Die Historiker, die vorschnell die Kategorie der Nation und des Nationalstaats auf den Müllhaufen überlebter Vergangenheit geworfen hatten, wurden eines Besseren belehrt. Nicht wenige derjenigen, die aufgrund ebenso fundamentaler wie zeitweilig fataler Irrtümer eigentlich in Sack und Asche hätten gehen müssen, flüchteten sich nun in die Metapher vom „real existierenden Sozialismus“, der tatsächlich gescheitert sei, während es aber noch einen „wirklichen“ gebe, der Zukunft beinhalte. Dieses Modell ist nicht neu; Nachdem Stalin als massenmörderischer Diktator entlarvt worden war, wurde Lenin inner-und außerhalb der Sowjetunion als Hoffnung kommunistischer Heilserwartung wiederbelebt, bis er als Begründer des totalitären bolschewistischen Terrorsystems erkannt wurde und ebenfalls vom Sockel stürzte: Aus Leningrad wurde wieder Sankt Petersburg -enthüllt sich so die Dialektik des Fortschritts oder aber die Ironie der Geschichte?

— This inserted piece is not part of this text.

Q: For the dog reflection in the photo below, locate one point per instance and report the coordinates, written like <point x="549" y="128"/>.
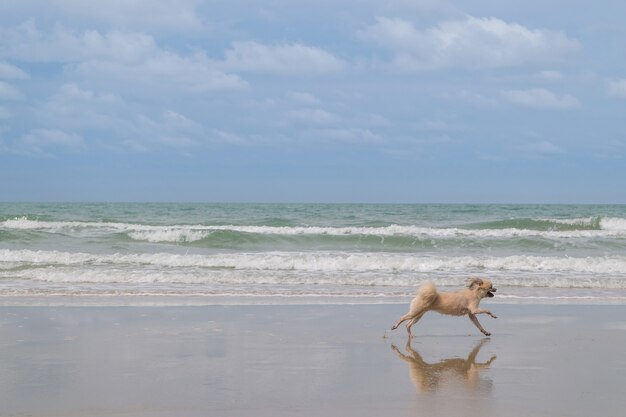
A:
<point x="429" y="377"/>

Die intellektuelle Selbstimmunisierung, die darin liegt, der historischen Erfahrung auszuweichen und an Stelle des nicht mehr zu verteidigenden „realen“ einen „idealen“, also wahren Sozialismus zu konstruieren, schafft in der Tat Unangreifbarkeit, weil sie wieder einmal die Welt auf den Gedanken, d. h. auf den Kopf stellt: Es gibt eben Prämissen, die nie für die Praxis, immer aber für die Theorie taugen.
II.
Das Ende der kommunistischen Diktaturen seit 1989/1991 verändert die Perzeption des Jahres 1945, nicht aber den historischen Gehalt selbst, doch ist dieser ohne die sich wandelnde Wahrnehmung nicht gegenwärtig. Vielmehr erlaubt erst die nachträgliche historische Erfahrung, die volle Ambivalenz des 8. Mai 1945 zu erfassen, weil nun weitere Schichten der Wirkungsgeschichte der das 20. Jahrhundert bestimmenden unversöhnlichen Feindschaft beider totalitärer Ideologien -der kommunistischen und der nationalsozialistischen -gegenüber der Demokratie bloßliegen. Die politische Notwendigkeit und Plausibilität des antitotalitären Grundkonsenses aller Demokraten der westlichen Welt in den Nachkriegsjahren -die seit den sechziger Jahren verloren gegangen war -gewinnt nun erst ihre empirisch analysierbare historische Evidenz. Über einen Vergleich kommunistischer und nationalsozialistischer Diktaturen, über die diesen Regimen gemeinsame totalitäre Herrschaftselemente kann seit 1989/1991 wieder sachlich diskutiert werden, nachdem mehr als zwei Jahrzehnte lang die komparative Analyse totalitärer Herrschaft als Produkt des Kalten Krieges von der Mehrzahl der Historiker und Politikwissenschaftler verworfen worden war. Stalin, der 1924/1926 an die Macht gekommen war, und Hitler, der 1933 die Diktatur durchsetzte, werden im Hinblick auf terroristische Herrschaftstechnik, Skrupellosigkeit, Ausmaß undGrauenhaftigkeit ihrer Verbrechen, schließlich ihr durch ideologischen Fanatismus aufgeladenes Hegemoniestreben als die beiden vergleichbaren Pole personifizierter Inhumanität des 20. Jahrhunderts erkannt, zwischen denen zeitweilig die demokratischen Rechtsstaaten Mittel-und Osteuropas zerrieben wurden.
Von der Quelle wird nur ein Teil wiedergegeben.